Direkt aus Vilshofen und mit den Schildern "Genau! Ude" kam Dieter Breyer, Ortsvorsitzender der SPD, ins Gasthaus Heller. Und ebenso kämpferisch wie beim Schlagabtausch in Vilshofen gab sich der Ortsvorsitzende auch in Herzogenaurach, als er die Genossinnen, Genossen, Parteifreunde und Andersgläubige begrüßte.
Angesichts der auch im Bund nicht besonders rosigen Aussichten für die SPD klangen die Aussagen von Breyer dann doch etwas gewagt. "Ist der Aschermittwoch toll - gewinnen die Sozis auch die Wahl." Genauso wie Christian Ude geißelte Breyer den Noch-Ministerpräsidenten Horst "Drehhofer" und seine politischen Kehrtwendungen - vom Atomausstieg bis zu den Studiengebühren - und verwies auf eine Webseite, die von der SPD eingerichtet wurde.
Der Ortsvorsitzende zeigte sich begeistert vom vollen Zelt und der Stimmung in Vilshofen - "das war der beste Aschermittwoch aller Zeiten" - und war überzeugt, dass der Andrang in Vilshofen höher gewesen sei als bei der CSU in Passau.
Die Gastrednerin des Abends, Landtagskandidatin Alexandra Hiersemann, gab sich weniger kämpferisch und setzte mehr auf eine sachliche Auseinandersetzung mit den Regierungsparteien.
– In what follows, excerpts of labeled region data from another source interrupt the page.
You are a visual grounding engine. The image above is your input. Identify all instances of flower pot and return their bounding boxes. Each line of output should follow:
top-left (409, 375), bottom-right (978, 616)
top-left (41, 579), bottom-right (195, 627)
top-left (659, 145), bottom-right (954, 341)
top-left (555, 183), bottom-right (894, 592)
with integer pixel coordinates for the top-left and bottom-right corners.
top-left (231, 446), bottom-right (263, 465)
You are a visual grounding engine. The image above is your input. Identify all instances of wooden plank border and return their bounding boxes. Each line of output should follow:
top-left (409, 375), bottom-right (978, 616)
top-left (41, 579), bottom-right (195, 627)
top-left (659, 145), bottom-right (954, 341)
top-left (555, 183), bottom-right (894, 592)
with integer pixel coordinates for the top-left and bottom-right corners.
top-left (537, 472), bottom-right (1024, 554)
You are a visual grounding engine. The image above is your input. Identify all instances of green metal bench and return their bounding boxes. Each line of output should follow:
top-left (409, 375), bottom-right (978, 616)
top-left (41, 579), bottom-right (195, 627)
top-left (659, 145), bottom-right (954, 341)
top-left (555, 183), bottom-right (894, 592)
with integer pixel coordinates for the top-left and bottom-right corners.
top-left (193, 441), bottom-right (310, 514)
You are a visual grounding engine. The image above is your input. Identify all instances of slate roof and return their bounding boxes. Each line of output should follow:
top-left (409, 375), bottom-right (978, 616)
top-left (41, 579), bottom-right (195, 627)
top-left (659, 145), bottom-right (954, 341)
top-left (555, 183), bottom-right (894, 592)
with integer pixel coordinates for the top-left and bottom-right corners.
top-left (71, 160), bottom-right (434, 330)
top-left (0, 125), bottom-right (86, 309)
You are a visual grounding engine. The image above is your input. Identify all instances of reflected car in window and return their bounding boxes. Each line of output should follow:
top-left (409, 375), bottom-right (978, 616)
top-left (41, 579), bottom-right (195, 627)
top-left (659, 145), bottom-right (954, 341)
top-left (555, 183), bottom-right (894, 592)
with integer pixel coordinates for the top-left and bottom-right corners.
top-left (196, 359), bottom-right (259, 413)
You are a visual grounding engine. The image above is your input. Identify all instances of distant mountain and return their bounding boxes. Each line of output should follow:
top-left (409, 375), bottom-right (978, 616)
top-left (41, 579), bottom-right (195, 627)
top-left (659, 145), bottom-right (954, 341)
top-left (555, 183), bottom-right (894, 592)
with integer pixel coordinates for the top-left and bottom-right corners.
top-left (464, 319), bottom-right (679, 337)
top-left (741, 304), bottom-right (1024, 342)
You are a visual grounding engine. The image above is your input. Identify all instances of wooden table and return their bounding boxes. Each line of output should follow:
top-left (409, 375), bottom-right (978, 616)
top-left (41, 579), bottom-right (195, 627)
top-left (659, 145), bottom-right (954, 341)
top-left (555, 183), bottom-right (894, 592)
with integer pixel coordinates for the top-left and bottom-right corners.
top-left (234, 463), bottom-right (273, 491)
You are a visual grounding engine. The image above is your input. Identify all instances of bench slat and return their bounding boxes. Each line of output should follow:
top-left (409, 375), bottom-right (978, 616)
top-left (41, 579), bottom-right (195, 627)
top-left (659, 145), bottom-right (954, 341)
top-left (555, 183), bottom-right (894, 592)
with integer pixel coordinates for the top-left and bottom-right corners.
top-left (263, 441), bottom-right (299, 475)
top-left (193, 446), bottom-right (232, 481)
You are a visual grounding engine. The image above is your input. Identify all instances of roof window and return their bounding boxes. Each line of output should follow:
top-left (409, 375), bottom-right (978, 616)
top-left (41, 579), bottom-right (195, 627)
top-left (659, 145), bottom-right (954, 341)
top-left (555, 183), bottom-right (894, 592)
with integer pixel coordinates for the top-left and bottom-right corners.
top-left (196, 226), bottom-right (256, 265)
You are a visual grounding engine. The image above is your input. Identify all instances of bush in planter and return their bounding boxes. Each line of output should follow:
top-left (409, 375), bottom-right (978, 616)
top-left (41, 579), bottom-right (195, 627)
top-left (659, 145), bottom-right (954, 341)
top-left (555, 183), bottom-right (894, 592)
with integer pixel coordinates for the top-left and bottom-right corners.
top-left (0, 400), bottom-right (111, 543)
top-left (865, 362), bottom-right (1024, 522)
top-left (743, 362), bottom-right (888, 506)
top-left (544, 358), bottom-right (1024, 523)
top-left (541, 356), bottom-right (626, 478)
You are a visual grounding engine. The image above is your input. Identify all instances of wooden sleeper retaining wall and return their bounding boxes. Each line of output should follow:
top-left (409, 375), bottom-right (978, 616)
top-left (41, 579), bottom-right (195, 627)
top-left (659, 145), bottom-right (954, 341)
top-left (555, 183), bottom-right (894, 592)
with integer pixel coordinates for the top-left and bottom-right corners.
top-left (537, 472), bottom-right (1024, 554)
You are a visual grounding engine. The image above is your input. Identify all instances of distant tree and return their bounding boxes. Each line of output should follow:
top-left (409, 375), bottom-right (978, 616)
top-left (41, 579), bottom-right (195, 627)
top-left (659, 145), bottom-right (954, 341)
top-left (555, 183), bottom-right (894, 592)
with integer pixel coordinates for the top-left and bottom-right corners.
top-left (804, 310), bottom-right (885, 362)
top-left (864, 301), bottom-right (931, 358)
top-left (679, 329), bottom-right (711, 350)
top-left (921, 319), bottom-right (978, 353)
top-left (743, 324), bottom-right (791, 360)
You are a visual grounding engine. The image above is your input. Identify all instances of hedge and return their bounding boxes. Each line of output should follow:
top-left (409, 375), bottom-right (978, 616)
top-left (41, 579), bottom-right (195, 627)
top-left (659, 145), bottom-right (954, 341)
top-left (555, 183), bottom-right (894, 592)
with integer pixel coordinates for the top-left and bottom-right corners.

Hiersemann verglich die Veranstaltungen in Niederbayern mit einer Fortsetzung des Faschings, nur mit anderen Mitteln und unmaskiert. "Aber heute ist Schluss mit lustig - es beginnt die 40-tägige Fastenzeit", erklärte Hiersemann.
So sei die Bußzeit auch Zeit für eine politische Buße und eine gute Möglichkeit für Politiker, kleine Fehler zuzugeben.
Das kraftstrotzende Gehabe vieler Aschermittwochsredner gipfele meist darin, dass die anderen die Doofen sind. Damit könne man aber keine Wähler gewinnen und schon gar nicht eine Veränderung in der Politik zum Besseren und erst recht nicht den Kampf um eine bessere Welt.

Sind die anderen die Doofen?

Alexandra Hiersemann erinnerte an die sozialdemokratische Tradition, das beständige Bestreben um eine friedlichere und gerechtere Welt. Es gehe auch nicht darum, dass die anderen, die Schwarzen, die Gelben, die farblosen Freien die Doofen sind. Es gehe vielmehr darum, deutlich zu machen, was die Sozialdemokraten besser können, besser als die seit 55 Jahren andauernde CSU-Regierung.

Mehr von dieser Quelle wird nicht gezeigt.